One need not look too much further than President Kagame’s address for the main points the delegates will take away. Without the political will, and leadership, much of the excellent research and science that is scoring so many victories in the fight against HIV and AIDS may be for nought.

Delegates will take away other highlights that will have made for conducive conditions for their deliberations. These may be best illustrated by an annoying, poorly made disposable pen.

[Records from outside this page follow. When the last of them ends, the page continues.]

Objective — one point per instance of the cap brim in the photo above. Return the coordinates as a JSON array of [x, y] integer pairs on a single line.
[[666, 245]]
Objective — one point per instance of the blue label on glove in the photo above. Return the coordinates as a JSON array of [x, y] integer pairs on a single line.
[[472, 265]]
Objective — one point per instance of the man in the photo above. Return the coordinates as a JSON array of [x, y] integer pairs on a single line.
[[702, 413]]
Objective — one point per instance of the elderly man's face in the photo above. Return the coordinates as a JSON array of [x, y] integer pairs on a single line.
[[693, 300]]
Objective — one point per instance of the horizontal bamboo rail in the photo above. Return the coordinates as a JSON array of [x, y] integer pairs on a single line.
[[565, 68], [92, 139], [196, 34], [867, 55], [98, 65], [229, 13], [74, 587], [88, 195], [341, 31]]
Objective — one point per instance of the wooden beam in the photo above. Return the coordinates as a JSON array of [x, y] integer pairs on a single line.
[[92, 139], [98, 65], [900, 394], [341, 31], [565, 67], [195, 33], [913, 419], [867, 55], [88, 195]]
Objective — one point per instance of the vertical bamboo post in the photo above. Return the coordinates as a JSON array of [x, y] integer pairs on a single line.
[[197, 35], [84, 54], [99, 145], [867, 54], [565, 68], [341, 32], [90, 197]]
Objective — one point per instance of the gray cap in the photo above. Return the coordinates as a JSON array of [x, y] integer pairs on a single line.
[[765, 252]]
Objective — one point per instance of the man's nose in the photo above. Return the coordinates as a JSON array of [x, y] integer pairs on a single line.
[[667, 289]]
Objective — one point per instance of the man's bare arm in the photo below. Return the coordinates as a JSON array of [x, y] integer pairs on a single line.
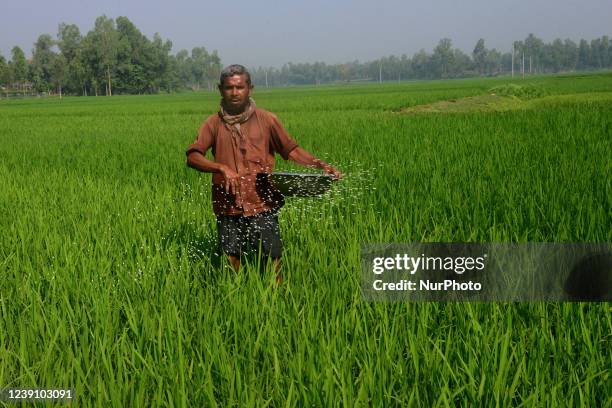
[[302, 157], [198, 161]]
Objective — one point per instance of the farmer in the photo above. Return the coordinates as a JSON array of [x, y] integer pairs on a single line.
[[244, 139]]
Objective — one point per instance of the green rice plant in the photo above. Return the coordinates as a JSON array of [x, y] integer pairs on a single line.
[[112, 283]]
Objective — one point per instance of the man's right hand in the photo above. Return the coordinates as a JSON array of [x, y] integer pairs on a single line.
[[232, 180]]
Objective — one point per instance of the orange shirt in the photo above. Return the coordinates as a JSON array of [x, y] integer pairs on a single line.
[[264, 136]]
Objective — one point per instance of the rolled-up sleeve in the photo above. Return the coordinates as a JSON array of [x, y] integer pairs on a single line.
[[282, 143], [204, 141]]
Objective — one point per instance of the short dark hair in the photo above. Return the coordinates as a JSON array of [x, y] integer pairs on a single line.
[[234, 69]]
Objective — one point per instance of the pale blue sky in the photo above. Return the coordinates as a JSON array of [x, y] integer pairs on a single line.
[[272, 32]]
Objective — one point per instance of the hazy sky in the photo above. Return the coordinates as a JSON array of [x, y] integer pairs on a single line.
[[272, 32]]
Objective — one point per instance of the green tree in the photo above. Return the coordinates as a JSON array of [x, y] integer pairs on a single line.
[[106, 42], [42, 63], [18, 67], [584, 54], [199, 56], [4, 72], [442, 58], [480, 56], [69, 42], [59, 68]]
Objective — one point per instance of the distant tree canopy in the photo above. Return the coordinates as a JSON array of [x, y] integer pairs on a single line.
[[113, 58], [116, 58]]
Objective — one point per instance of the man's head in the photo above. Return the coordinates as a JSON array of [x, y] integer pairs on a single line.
[[235, 88]]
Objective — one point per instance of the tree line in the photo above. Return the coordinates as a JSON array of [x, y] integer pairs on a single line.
[[114, 57]]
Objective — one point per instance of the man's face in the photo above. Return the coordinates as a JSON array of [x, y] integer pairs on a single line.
[[235, 92]]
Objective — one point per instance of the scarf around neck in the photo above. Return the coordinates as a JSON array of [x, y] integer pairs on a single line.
[[236, 120]]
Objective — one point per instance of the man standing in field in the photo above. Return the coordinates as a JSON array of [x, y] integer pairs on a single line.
[[244, 139]]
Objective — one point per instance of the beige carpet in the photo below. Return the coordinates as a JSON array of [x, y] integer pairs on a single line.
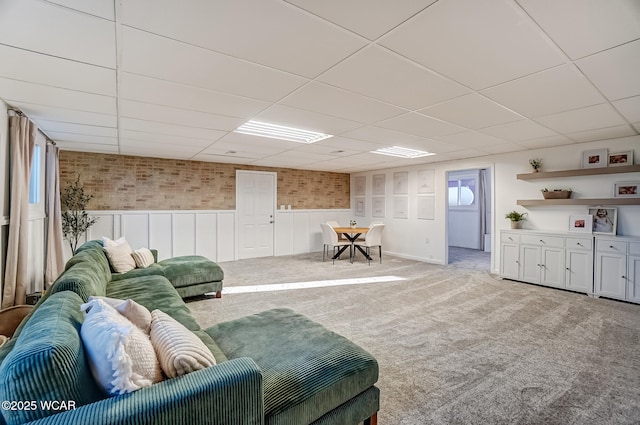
[[459, 346]]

It’s new, but when I sit confidently in a meeting, and begin to take notes, it declines to perform its one and only purpose. On exiting the meeting, I feel a strong temptation to fling it across the floor, but, then I realise how immaculate the place is. I look for a strategically placed bin to assuage my irritation. Predictably, the bin too, is a well-polished shiny silver, thanks to an army of cleaners.

When you visit the lavatories, the end of the lavatory tissue is folded a neat triangle for your convenience. Inevitably, with so many people milling about, this arrangement never lasts long. But, no sooner is it roughly torn than it is carefully folded once more. One is tempted to scrawl on the wall, “you really don’t have to keep doing that, you know” but that would be vandalising graffiti, and in any case, it would most probably be wiped off without ever being read. So, you say, thank you, whenever you bump into their discreet presence, to which the response is a smile, and a distracted “murakoze gushima”, thank you for your appreciation, as he or she continues with her work.

And of course, the troops of young volunteers, always relaxed and cheerful, as though welcoming thousands of visitors is an everyday occurrence.  Only during their breaks from the long periods of standing around, alert to every visitor’s need, do you catch them surreptitiously checking their smart phones. They are teenagers, after all, susceptibility to digital addiction an almost unavoidable affliction.

And Rwandans’ sensitivity. This it has to be said, unexpected. With respect to the exceptions among them, Rwandans do have a tendency to stare at one another, and most commonly, at anyone who looks out of the norm. And yet, groups of LGBT (Lesbians, Gay, Bisexual and Transgender) people, some transitioning broad shouldered, bearded men, dressed in glamourous long dresses and vertiginous high heels, got only quick discreet glances. These delegates will have returned home without any inkling that Rwanda is in many ways, still very much a conservative society.

Unnoticed, but surely certain to add significantly to the psychological wellbeing of everyone who passed by, the crowds of yellow daisies. It is the rainy season in Rwanda, and flowers, both wild and cultivated, drink their fill, expressing their merriment in all the colours of the rainbow. It is worth lingering in the main car park of the Kigali Convention Centre. There are surely few inviting car parks anywhere. Mercifully, they resisted the temptation to plant flowers, and instead weed the naturally growing daisies.

And finally, the Rwanda Convention Bureau. In a day or so, the well oiled machine will be ready to welcome yet more visitors, from across the world. The organisation will again emulate a swan. All serene elegance up above, powered by furious puddling under the surface.